“No ocaso da dissolução, tudo é iluminado pela aura da nostalgia, até a guilhotina.”
― Milan Kundera, A insustentável leveza do ser

 

(É verdade que este título se adequa a quase tudo. Do governo à vida profissional, passando pelos desportos, vivemos na ilusão de experimentar uma meritocracia quando, na realidade, apenas mudam as dinastias. Mesmo quando vivemos numa proclamada República. Se calhar, principalmente aí.)

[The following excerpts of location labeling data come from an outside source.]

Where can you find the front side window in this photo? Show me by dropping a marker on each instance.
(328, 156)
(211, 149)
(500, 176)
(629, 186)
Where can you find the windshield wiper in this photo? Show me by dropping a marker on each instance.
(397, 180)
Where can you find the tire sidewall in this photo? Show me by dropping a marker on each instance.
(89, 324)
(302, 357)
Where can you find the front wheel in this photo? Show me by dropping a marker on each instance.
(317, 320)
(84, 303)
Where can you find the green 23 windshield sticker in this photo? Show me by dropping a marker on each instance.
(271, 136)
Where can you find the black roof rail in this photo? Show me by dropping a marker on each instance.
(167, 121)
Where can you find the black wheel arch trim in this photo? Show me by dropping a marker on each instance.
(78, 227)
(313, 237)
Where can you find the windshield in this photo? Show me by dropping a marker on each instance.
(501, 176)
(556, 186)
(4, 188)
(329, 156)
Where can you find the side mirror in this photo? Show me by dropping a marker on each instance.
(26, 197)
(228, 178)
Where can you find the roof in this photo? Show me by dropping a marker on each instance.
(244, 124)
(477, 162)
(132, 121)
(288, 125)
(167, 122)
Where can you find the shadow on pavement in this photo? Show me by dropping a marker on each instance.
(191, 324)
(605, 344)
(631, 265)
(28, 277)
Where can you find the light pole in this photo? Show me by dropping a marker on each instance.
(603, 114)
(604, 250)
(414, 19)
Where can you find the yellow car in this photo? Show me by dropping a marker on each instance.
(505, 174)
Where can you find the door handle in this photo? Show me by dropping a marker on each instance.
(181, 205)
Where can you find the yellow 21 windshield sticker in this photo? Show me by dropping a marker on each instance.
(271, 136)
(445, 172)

Ainda não tínhamos tido tempo para deixar assentar os desejos e já o Governo tratara de nos aplacar com subidas de impostos, disfarçadas de preocupações com sustentabilidade. É verdade que Costa tem engenho e arte mas parte do seu êxito assenta inequivocamente no demérito de uma quase inexistente oposição, ocupada que está a discutir o novo pretendente ao respectivo trono. Em vez de os candidatos usarem essa oportunidade para debater a única coisa que interessa, isto é, as ideias, aquilo a que temos assistido é a sessões de luta na lama, no meio de fogueiras de vaidade. Já não é um problema de total vazio nos ideais para se tornar um caso de saúde pública e de vergonha alheia. Por favor, alguém que feche a porta. De preferência, com todos lá dentro.

Contudo, o que, quanto a mim, ressalta dos últimos dias são duas notícias, em qualquer dos casos chocantes.

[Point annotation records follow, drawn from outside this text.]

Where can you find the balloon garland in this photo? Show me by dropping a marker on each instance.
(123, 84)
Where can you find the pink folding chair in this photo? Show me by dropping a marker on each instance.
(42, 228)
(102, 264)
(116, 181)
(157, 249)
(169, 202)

A primeira não é tanto o homicídio do jovem estudante cabo-verdiano em Bragança, mas o facto de não se terem visto as mesmas manifestações de pesar do que por outras vítimas. Esta morte, estúpida como todas, seguramente, não mereceu a cobertura noticiosa que teria tido se os agressores fossem, chamemos pelos nomes que ainda se usam, “pretos” e a vítima “branca”. Somos um país de brandos costumes mas com um pé a fugir para um racismo encapotado, disfarçado de benevolência e de sentido de humor.

Por outro lado, permito-me assinalar os ecos trazidos à praça pública por trabalhadores do CDS, a deixar antever indícios de assédio moral, esvaziamento funcional deliberado e tentativas de pagamento de compensações inferiores ao mínimo legal. Apregoadas virtudes para, depois, se vislumbrarem vícios privados. Um qualquer partido que se propunha governar o país não pode deixar de se saber governar a si próprio, no estrito respeito da legislação vigente (e cujas indemnizações ajudou a baixar). E, aqui, como em todos os casos, quem ocupa o dito “trono” não se pode esquecer que a sua missão só faz sentido enquanto for útil para alguém que não a si próprio.

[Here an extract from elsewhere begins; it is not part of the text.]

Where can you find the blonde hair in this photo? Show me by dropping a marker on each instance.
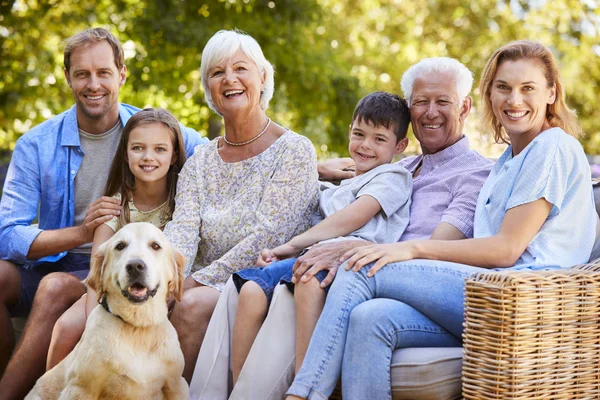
(94, 35)
(558, 114)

A verdadeira guerra deveria, pois, ser pelos melhores ideais. Dizem que cada país tem os políticos que merece, sendo que não precisamos de pensar muito para descobrirmos outros ainda piores. Não obstante, os nossos têm sempre encanto. Se não quando ganham, pelo menos quando vão embora.

A autora escreve de acordo com a antiga ortografia.